La guerre en Irak a déjà été le sujet de plusieurs films, de Green Zone à Démineurs pour ne citer qu’eux, elle est aussi un sujet de littérature. C’est encore le cas Yellow Birds, récit poignant d’un homme qui a connu la guerre de l’intérieur. Kevin Powers lui-même est un vétéran qui s’est engagé volontairement dans cette guerre en 2005, mais son premier roman n’est pas un récit autobiographique, en tout cas pas totalement. C’est en tout cas l’histoire si terriblement banale, mais saisissante d’un homme qui ne se remet pas d’une guerre qui l’a transformé sans doute à jamais. Un roman bref et intense, pas très joyeux évidemment, mais passionnant.
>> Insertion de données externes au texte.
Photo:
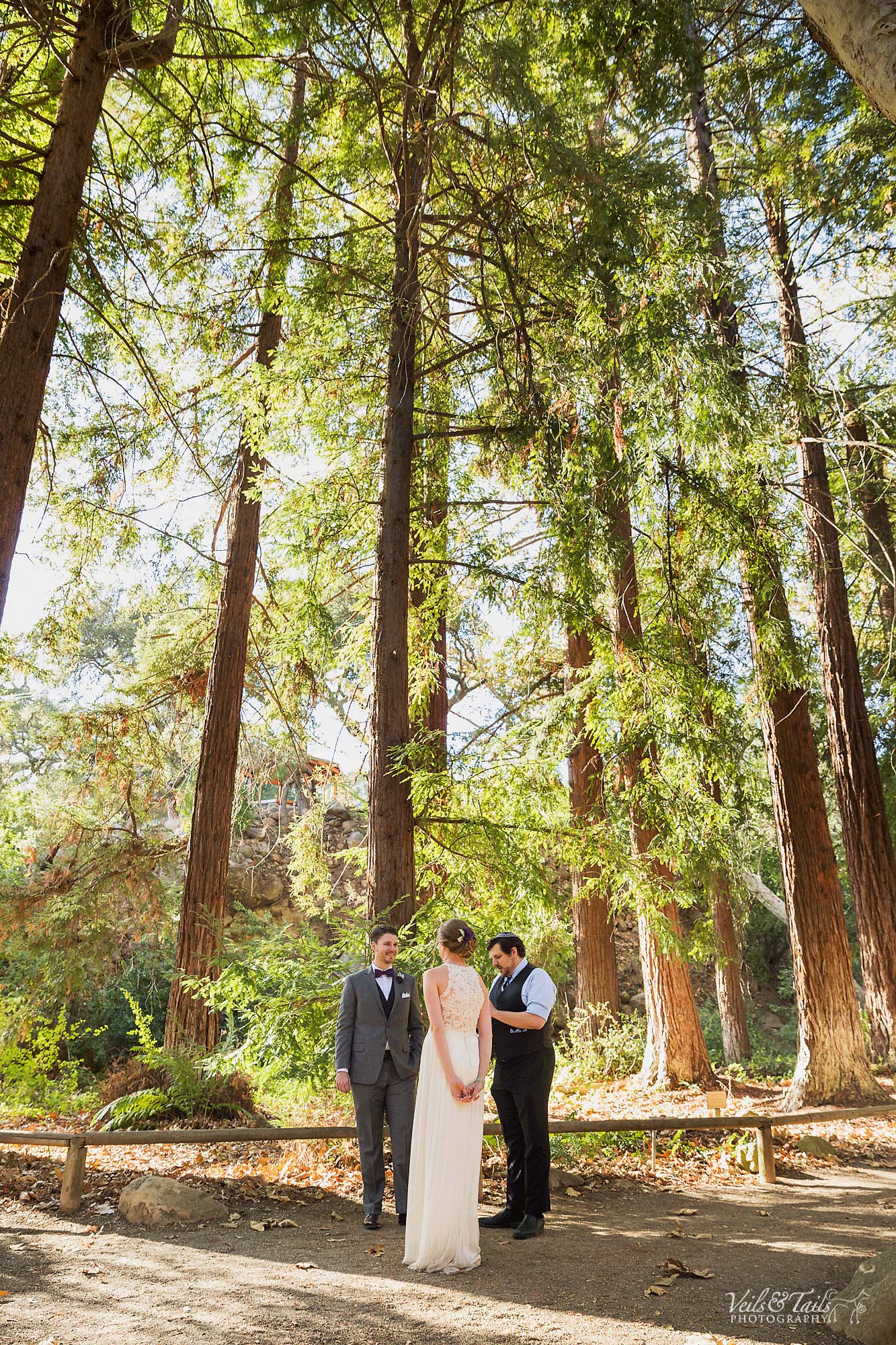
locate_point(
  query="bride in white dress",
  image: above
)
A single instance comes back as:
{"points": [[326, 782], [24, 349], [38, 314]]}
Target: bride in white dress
{"points": [[446, 1149]]}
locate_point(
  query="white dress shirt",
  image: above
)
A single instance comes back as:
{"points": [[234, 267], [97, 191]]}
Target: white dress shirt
{"points": [[538, 992]]}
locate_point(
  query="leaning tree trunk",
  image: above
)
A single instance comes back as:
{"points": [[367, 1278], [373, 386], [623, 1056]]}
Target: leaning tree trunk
{"points": [[860, 796], [830, 1065], [104, 44], [676, 1046], [594, 933], [202, 910], [858, 34], [872, 490]]}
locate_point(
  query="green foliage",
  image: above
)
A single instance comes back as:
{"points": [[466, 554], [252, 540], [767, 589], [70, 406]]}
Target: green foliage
{"points": [[185, 1083], [612, 1051], [37, 1071]]}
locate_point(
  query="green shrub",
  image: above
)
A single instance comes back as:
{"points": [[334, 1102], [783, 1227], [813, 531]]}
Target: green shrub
{"points": [[37, 1071], [177, 1083], [614, 1051]]}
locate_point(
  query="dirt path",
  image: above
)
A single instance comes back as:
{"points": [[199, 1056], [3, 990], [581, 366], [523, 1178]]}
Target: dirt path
{"points": [[95, 1278]]}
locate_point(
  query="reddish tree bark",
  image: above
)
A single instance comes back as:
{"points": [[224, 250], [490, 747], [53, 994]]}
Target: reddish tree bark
{"points": [[860, 796], [831, 1065], [676, 1046], [391, 845], [104, 44], [870, 490], [202, 909], [594, 931]]}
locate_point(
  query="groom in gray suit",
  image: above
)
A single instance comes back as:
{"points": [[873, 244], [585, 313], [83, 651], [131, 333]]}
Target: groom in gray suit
{"points": [[378, 1043]]}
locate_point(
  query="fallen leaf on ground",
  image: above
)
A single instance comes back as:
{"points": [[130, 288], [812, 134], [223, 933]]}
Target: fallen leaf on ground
{"points": [[671, 1265]]}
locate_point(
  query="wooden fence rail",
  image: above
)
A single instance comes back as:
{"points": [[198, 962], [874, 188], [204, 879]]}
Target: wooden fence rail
{"points": [[77, 1144]]}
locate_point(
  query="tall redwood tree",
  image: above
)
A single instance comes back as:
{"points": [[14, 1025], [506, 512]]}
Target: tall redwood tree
{"points": [[831, 1065], [104, 45], [202, 909], [594, 933], [427, 63], [860, 796]]}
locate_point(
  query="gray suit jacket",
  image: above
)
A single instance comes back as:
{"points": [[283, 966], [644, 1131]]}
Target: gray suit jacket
{"points": [[362, 1028]]}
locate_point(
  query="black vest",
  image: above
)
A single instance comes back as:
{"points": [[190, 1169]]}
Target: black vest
{"points": [[510, 1043]]}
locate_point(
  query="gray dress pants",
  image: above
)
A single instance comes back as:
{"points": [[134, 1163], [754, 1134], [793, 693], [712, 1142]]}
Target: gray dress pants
{"points": [[391, 1098]]}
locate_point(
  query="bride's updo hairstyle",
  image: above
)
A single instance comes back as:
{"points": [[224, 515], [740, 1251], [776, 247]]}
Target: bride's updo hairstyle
{"points": [[458, 938]]}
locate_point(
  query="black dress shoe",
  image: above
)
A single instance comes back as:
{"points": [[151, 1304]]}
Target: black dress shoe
{"points": [[503, 1219]]}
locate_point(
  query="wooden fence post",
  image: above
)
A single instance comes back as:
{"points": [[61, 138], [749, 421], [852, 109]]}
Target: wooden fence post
{"points": [[766, 1153], [73, 1178]]}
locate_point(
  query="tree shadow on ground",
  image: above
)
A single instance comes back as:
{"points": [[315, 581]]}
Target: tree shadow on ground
{"points": [[585, 1280]]}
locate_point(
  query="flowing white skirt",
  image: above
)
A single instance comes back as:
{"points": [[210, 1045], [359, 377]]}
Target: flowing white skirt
{"points": [[446, 1157]]}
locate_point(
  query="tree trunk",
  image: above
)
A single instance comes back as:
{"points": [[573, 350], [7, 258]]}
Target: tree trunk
{"points": [[676, 1047], [391, 847], [594, 933], [831, 1065], [202, 910], [869, 851], [392, 824], [30, 332], [858, 34], [729, 992], [103, 45], [870, 492]]}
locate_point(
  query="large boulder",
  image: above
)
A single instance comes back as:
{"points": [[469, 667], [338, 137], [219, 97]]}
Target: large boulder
{"points": [[865, 1311], [157, 1202]]}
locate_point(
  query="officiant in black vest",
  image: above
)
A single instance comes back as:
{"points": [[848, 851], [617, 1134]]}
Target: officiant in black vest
{"points": [[522, 1000]]}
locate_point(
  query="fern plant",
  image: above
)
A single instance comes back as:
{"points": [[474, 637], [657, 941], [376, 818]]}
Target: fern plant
{"points": [[184, 1083]]}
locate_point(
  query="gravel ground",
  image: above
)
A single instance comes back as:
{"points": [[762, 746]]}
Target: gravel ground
{"points": [[77, 1281]]}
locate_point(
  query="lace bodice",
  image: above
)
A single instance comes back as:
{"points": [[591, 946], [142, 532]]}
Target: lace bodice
{"points": [[463, 997]]}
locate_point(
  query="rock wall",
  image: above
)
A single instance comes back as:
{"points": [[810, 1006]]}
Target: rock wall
{"points": [[259, 878]]}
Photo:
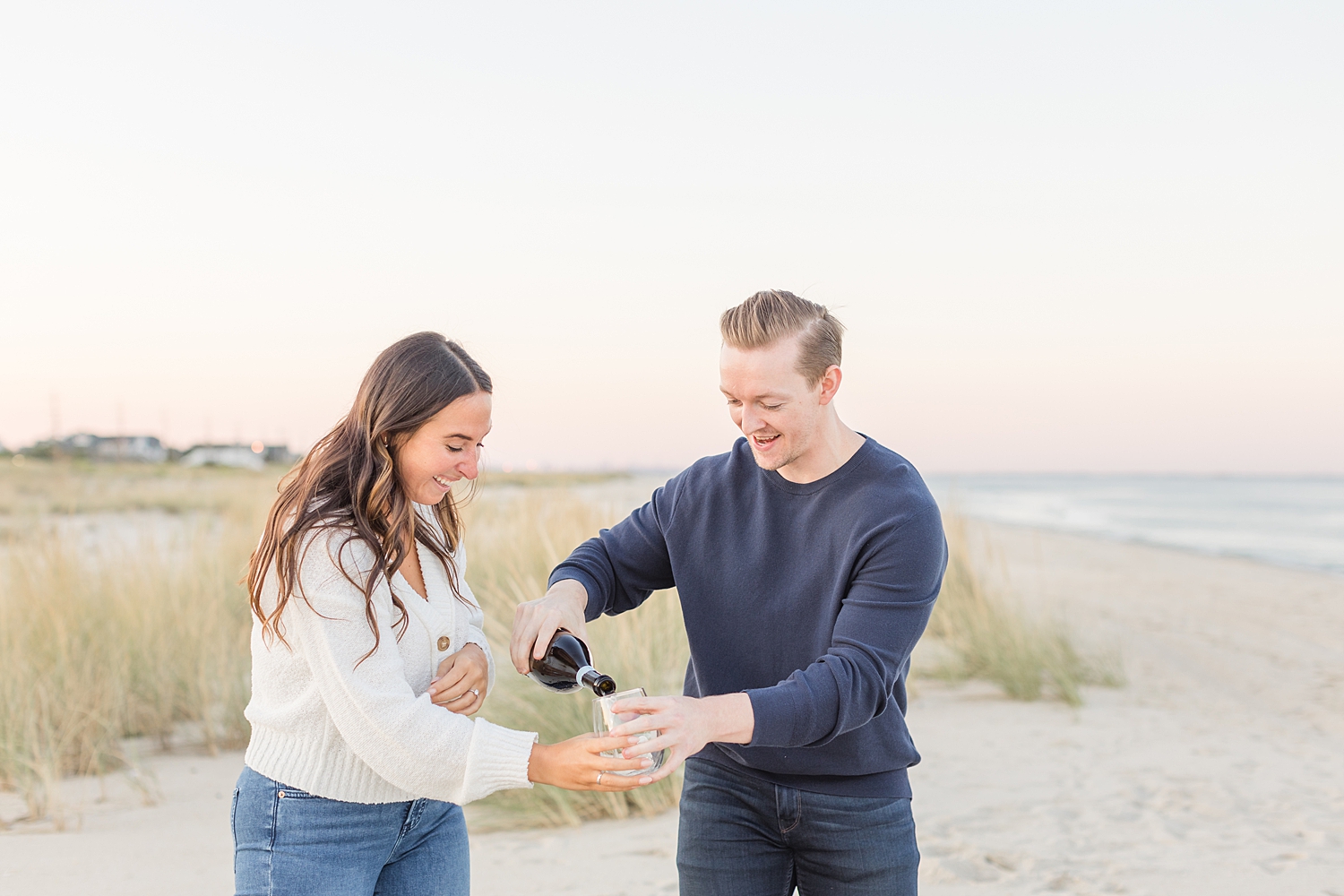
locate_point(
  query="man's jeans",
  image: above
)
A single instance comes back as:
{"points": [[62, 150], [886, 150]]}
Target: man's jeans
{"points": [[742, 836], [288, 842]]}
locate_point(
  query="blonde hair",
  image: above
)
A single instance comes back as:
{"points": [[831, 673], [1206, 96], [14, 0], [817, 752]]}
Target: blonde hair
{"points": [[773, 314]]}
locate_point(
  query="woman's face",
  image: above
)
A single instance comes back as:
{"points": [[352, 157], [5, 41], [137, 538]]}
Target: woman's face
{"points": [[445, 449]]}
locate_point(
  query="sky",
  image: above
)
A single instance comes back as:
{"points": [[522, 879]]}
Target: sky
{"points": [[1064, 237]]}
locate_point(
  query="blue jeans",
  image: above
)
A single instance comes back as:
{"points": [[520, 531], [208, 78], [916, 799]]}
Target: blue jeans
{"points": [[288, 842], [742, 836]]}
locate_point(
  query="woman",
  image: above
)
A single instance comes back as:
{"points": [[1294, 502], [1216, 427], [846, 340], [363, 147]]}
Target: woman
{"points": [[360, 755]]}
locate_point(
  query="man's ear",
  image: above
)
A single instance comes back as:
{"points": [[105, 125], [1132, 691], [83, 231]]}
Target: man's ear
{"points": [[830, 383]]}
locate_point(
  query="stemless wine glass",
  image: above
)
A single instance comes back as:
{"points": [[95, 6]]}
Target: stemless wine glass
{"points": [[604, 720]]}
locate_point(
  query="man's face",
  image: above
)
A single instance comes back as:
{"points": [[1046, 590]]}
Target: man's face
{"points": [[771, 401]]}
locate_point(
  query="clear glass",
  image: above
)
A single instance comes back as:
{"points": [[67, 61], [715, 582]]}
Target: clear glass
{"points": [[604, 720]]}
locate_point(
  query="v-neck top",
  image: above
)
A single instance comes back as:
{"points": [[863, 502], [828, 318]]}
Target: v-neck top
{"points": [[339, 721]]}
La guerre prendrait ce qu’elle pourrait. Elle était patiente. Elle n’avait que faire des objectifs, des frontières. Elle se fichait de savoir si vous étiez aimé ou non. La guerre s’introduisit dans mes rêves cet été-là, et me révéla son seul et unique but : continuer, tout simplement continuer. Et je savais qu’elle irait jusqu’au bout. — Kevin Powers, Yellow Birds, 1 Septembre 2004
Dès les premières lignes, Yellow Birds nous prend aux tripes et nous plonge dans l’enfer de la guerre en Irak. Kevin Powers ouvre son roman à Tal Afar, une ville de la province de Ninive, au nord du pays. On est alors en septembre 2004, plus d’un an après le début des hostilités et les États-Unis sont alors embourbés dans une guérilla urbaine dont ils n’arrivent pas à se dépêtrer. Bartle est l’un des soldats sur le front et c’est le narrateur du roman, à défaut d’en être vraiment un héros. Engagé volontaire, il est parti en Irak en quête d’aventure, pour changer un peu de vie, mais il ne s’attendait certainement pas à une telle difficulté. Sur place, tout, même un chien, peut être un ennemi à abattre pour ne pas mourir, la tension est extrême et on peut rapidement y perdre la tête, au sens figuré comme au propre. D’emblée, Yellow Birds témoigne de la difficulté de la guerre, certes, mais aussi et surtout du retour à la vie normale. Nonobstant un bref passage en 2003, juste avant le départ vers la guerre, et un bref détour en 2009 en guise d’épilogue, le bref roman est entièrement construit sur le mode de l’alternance. Kevin Powers évoque la guerre à Tal Afar en 2004, puis son retour au pays en 2005. Sans surprise, la guerre ne quitte jamais vraiment le récit et même quand il revient, Bartle reste encore un soldat au cœur du conflit. Sans doute parce qu’il l’a connue lui-même, le jeune romancier décrit mieux que quiconque la situation très difficile pour un vétéran de retour au pays. Sa main qui se ferme sur l’endroit où se trouvait son arme, son esprit qui ne parvient pas à échapper aux souvenirs de la guerre avec ces odeurs du fleuve qui remontent régulièrement… Le personnage principal est totalement perdu et incapable de retrouver une vie normale de société, mais c’est aussi et surtout parce qu’il est rongé par la culpabilité.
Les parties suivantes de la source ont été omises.